De ‘Wereld’ en de ‘Zondag.’ Brief van Marie Corelli in ‘the London’ van Oktober 1904.
Volgens de laatst uitgesproken meeningen van beide èn Christelijke èn niet Christelijke geestelijken, schijnt het dat ‘de Wereld’ der 20ste eeuw het niet eens is met den Zondag. Zij houdt den 7den dag niet meer ‘heilig’. Zij wil niet naar de kerk gaan. Zij weigert te luisteren naar vervelende preken uitgesproken door vervelende predikers. Zij spreekt open haar algemeenen afkeer uit over de collecteer-schaal. Zij leest hare nieuwste boeken en maandschriften, en zegt: de Sabbath is eene Joodsche instelling. En hoewel de Joodsche geest mijn geheele zijn en wezen beheerscht, en hoewel ik geld leen van den Jood als het mij geschikt voorkomt, is er geen reden waarom ik de Joodsche kerkgebruiken zou volgen. Het Nieuwe Testament dringt nergens aan op de noodzakelijkheid den zevenden dag heilig te houden. Integendeel, het zegt ons dat ‘de Sabbath was gemaakt voor den mensch, niet de mensch voor den Sabbath’.
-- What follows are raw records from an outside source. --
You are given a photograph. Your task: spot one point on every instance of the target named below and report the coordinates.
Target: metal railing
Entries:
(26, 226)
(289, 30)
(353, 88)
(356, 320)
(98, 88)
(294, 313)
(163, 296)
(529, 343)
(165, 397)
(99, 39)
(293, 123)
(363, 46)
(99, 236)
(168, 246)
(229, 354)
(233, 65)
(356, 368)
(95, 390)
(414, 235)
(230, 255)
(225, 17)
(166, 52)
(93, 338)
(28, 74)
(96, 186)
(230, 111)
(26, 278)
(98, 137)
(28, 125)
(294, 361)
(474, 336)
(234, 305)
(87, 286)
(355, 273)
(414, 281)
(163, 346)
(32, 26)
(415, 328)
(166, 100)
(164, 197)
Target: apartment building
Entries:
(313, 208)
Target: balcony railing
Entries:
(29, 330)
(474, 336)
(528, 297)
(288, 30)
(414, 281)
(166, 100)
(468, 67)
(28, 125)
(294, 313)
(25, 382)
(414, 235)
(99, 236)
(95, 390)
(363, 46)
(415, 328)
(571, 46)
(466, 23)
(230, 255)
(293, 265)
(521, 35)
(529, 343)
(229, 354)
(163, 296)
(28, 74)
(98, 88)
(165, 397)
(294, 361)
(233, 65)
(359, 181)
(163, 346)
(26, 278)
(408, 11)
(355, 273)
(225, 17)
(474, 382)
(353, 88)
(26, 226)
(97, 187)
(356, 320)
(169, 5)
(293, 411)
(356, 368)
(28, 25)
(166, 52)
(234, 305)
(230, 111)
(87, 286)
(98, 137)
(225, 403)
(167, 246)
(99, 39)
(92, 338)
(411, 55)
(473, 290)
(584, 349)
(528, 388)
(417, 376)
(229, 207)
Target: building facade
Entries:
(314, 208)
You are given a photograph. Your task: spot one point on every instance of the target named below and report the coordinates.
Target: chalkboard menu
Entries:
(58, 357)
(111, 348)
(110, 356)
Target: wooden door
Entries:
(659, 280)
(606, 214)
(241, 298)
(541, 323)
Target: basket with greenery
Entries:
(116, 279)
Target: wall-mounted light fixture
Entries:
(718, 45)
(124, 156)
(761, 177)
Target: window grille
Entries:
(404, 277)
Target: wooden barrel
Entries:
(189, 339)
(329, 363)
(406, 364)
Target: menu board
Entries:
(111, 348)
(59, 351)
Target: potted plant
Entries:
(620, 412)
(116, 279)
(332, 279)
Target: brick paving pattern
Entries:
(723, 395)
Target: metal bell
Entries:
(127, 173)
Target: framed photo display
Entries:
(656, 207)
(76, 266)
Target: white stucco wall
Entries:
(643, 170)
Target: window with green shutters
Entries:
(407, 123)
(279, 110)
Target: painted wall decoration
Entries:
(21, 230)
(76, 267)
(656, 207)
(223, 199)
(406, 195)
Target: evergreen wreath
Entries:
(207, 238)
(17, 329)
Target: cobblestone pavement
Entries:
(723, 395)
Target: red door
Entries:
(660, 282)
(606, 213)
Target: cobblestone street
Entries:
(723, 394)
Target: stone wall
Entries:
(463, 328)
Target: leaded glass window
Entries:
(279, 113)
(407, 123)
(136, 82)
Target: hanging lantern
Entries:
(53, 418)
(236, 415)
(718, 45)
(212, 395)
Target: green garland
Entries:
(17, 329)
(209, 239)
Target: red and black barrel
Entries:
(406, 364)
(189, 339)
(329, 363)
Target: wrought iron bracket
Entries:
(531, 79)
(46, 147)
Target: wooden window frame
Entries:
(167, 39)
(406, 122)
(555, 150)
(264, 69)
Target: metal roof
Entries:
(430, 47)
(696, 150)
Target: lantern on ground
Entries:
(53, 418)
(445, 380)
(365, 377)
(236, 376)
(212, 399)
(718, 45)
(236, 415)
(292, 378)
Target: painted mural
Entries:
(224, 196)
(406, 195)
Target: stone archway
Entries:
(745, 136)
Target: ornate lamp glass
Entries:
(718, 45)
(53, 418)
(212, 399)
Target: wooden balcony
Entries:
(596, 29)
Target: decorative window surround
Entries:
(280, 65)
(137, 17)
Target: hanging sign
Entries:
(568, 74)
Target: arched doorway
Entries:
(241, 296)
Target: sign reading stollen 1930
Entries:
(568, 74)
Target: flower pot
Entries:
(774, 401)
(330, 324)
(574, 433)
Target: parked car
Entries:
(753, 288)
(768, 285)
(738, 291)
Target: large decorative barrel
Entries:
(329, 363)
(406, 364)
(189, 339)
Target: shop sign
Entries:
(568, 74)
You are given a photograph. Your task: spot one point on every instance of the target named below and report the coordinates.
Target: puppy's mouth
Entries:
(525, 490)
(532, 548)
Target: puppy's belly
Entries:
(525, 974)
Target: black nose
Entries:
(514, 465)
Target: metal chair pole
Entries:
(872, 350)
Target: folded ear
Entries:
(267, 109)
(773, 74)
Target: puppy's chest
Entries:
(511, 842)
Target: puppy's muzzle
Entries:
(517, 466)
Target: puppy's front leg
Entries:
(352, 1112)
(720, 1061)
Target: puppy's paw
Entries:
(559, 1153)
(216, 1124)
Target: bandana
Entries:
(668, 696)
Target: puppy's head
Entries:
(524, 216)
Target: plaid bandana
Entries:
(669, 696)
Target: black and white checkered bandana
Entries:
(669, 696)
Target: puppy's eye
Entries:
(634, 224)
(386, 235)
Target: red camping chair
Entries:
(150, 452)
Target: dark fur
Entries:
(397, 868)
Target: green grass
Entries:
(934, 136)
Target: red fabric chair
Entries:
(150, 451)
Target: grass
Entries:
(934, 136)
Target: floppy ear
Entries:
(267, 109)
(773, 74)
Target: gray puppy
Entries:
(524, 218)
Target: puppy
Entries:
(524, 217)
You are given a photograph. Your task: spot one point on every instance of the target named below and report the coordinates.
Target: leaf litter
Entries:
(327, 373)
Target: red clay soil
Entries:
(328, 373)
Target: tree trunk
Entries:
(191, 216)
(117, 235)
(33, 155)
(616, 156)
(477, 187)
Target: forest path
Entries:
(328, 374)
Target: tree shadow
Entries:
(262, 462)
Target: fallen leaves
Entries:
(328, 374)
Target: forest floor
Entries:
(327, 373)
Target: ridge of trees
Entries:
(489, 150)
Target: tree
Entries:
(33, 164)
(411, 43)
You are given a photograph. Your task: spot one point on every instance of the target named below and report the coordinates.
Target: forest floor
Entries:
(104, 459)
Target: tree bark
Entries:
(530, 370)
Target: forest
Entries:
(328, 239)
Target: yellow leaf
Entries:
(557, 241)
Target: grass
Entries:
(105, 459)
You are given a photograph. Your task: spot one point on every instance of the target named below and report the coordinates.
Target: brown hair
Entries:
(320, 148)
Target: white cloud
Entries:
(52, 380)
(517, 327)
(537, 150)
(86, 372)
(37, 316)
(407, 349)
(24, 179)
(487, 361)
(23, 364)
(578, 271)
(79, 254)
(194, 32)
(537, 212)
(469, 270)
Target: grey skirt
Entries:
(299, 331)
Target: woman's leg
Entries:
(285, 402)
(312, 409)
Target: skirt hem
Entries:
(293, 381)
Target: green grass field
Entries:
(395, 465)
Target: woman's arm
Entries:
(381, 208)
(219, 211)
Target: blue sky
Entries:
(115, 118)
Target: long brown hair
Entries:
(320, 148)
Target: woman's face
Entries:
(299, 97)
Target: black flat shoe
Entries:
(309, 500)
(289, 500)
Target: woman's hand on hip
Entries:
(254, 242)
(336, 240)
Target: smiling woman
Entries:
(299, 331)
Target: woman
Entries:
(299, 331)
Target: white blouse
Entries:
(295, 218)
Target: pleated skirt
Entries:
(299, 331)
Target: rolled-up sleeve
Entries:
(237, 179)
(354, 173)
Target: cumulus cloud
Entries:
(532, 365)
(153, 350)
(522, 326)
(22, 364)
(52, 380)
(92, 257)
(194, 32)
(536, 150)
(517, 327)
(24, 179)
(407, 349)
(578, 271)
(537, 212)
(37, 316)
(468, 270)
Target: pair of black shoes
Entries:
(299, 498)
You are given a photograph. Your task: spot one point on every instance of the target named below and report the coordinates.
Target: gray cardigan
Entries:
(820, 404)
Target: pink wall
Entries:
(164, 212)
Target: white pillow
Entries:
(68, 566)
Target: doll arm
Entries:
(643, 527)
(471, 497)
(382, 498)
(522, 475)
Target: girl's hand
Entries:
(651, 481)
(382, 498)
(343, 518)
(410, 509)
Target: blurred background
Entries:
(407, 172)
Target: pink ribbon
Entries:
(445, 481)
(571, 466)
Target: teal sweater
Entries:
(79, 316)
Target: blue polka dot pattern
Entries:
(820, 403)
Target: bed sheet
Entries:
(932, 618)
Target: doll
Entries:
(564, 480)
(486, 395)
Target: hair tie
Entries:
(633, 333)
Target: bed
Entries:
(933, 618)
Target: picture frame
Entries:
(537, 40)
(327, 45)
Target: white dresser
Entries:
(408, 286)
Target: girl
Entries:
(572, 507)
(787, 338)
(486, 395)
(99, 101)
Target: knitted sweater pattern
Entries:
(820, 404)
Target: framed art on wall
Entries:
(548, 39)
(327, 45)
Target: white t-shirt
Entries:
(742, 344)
Dit is zeker waar. Het is een moeilijk te overkomen punt. En niettegenstaande het feit dat de opperste leiders der regeering nauwgezet het voorbeeld stellen aan al hun onderdanen minstens eenmaal op den Zondag den Heiligen dienst bij te wonen, is juist dit voorbeeld van het Koninklijk Hof datgene, dat de wereld kalm met een glimlach op zijde zet. En niettegenstaande de voortdurende, werkzame productie van keurig gedrukte Gebedenboeken, fraai gebonden in ivoor, zilver, marokijn-leder en zijden fluweel, ziet men de tegenwoordige ‘Wereld’ niet dikwijls met deze kleine symbolen van vroomheid in hare met ringen en armbanden behangen handen. Zij verkiest een spel kaarten. Hare ooren zijn meer gestemd voor het sissende geluid van den motor dan voor het plechtig geluid van heilig psalmgezang; en de stof der groote wegen, vermengd met den benzinestank van de nieuwste en snelste automobiel, biedt hare neusgaten een dankbaarder geur aan dan de geur van maagdelijke leliën op het altaar der eeredienst.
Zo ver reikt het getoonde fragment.